Laura Halding-Hoppenheit wird am Freitag bei der zweiten Stuttgart-Premiere von „We Will Rock You“ dabei sein. Sie ist als Ehrengast geladen. Da kommen zahlreiche Erinnerungen hoch.

Als 1981 die ersten Fälle von Aids auftraten, war die Wissenschaft ratlos. Von einer „Schwulenseuche“ war die Rede. Für Millionen Menschen begann weltweit das große Leid. Die Aids-Epedemie brachte das große Sterben auch nach Deutschland. Zahlreiche Menschen verloren Freunde, Partner, Geschwister oder die eigenen Kinder.

Stuttgarter Aids-Hilfe feiert ihr 40-jähriges Bestehen

Angst wurde zum vorherrschenden Gefühl. In vielen Städten entstanden Aids-Hilfen. In Stuttgart geschah dies vor genau 40 Jahren. Zum Jubiläum gibt es am 5. November, 18 Uhr, einen Empfang im Stuttgarter Rathaus, bei dem OB Frank Nopper spricht. Man feiert das Erreichte und blickt in die Zukunft. Aids ist heute kein Todesurteil mehr.

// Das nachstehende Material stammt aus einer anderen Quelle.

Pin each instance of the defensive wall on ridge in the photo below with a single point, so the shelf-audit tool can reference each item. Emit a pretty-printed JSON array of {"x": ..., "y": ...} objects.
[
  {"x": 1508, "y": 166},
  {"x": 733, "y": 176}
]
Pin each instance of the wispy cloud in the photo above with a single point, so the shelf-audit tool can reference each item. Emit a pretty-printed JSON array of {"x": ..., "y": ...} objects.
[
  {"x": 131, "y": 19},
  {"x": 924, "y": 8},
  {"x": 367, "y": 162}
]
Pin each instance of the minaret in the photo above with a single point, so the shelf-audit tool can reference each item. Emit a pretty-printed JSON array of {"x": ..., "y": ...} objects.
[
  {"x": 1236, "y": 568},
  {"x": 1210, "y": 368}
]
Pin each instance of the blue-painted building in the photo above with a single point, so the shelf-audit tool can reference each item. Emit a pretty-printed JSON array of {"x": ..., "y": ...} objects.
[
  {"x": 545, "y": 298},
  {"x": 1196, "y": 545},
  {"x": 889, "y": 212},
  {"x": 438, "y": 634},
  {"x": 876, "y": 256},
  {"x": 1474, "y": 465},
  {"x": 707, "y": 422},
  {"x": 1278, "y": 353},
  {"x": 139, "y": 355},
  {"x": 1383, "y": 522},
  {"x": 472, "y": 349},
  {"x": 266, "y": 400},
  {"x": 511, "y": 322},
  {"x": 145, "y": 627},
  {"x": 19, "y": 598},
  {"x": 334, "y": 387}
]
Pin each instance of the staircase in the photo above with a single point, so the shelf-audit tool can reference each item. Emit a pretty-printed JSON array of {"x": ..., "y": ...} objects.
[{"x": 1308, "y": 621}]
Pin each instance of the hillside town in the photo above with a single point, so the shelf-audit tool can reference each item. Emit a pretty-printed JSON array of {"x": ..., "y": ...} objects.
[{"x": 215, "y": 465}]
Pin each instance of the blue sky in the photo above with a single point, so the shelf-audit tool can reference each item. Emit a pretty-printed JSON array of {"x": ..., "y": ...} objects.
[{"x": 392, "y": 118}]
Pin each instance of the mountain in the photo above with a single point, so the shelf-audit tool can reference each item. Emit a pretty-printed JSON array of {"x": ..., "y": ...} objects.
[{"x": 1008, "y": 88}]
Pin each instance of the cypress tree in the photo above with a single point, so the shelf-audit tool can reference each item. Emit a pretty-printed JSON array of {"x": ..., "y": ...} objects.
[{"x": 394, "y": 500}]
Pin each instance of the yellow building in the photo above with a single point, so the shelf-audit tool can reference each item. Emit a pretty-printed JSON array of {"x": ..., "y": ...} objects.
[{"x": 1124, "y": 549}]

Freddie Mercury hielt seine Aids-Erkrankung lange geheim. Erst einen Tag vor seinem Tod ließ der ehemalige Queen-Sänger öffentlich erklären, dass er an Aids erkrankt sei. Dem Journalisten und Freund David Wigg hatte er sich jedoch zuvor anvertraut. In einem Interview, das nun in einer Dokumentation veröffentlicht wurde, sagte Mercury: „Ich bin fast zu einer Nonne geworden. Ich dachte immer, Sex sei sehr wichtig für mich – ich habe für den Sex gelebt. Und jetzt bin ich völlig in die andere Richtung gegangen. Es hat mich zu Tode erschreckt. Ich habe aufgehört, Sex zu haben.“

Den Reporter bat er damals, dieses Detail nicht zu veröffentlichen. „Das Geheimnis musste bewahrt werden“, berichtete Wigg, „weil Freddie hoffte, dass es noch eine Art Heilung geben könnte oder dass die Medikamente, die er gegen die Krankheit einnahm, ihm helfen würden, durchzukommen.“ Die Medikamente, die wirklich helfen und vor dem Tod bewahren können, kamen erst später.

Stiller Stein erinnert an eine laute Stimme

Jetzt also kehrt „We Will Rock You“ laut zurück, weshalb der stille Gedenkstein für die Aids-Toten wie Freddie Mercury im Schlossgarten neu entdeckt wird. Die Kunstinstallation im Schlossgarten ist leicht zu übersehen – und doch erzählt sie eine große Geschichte. Dieser stille Stein erinnert an eine laute Stimme – an eine Stimme, die einzigartig war und noch immer tief berührt.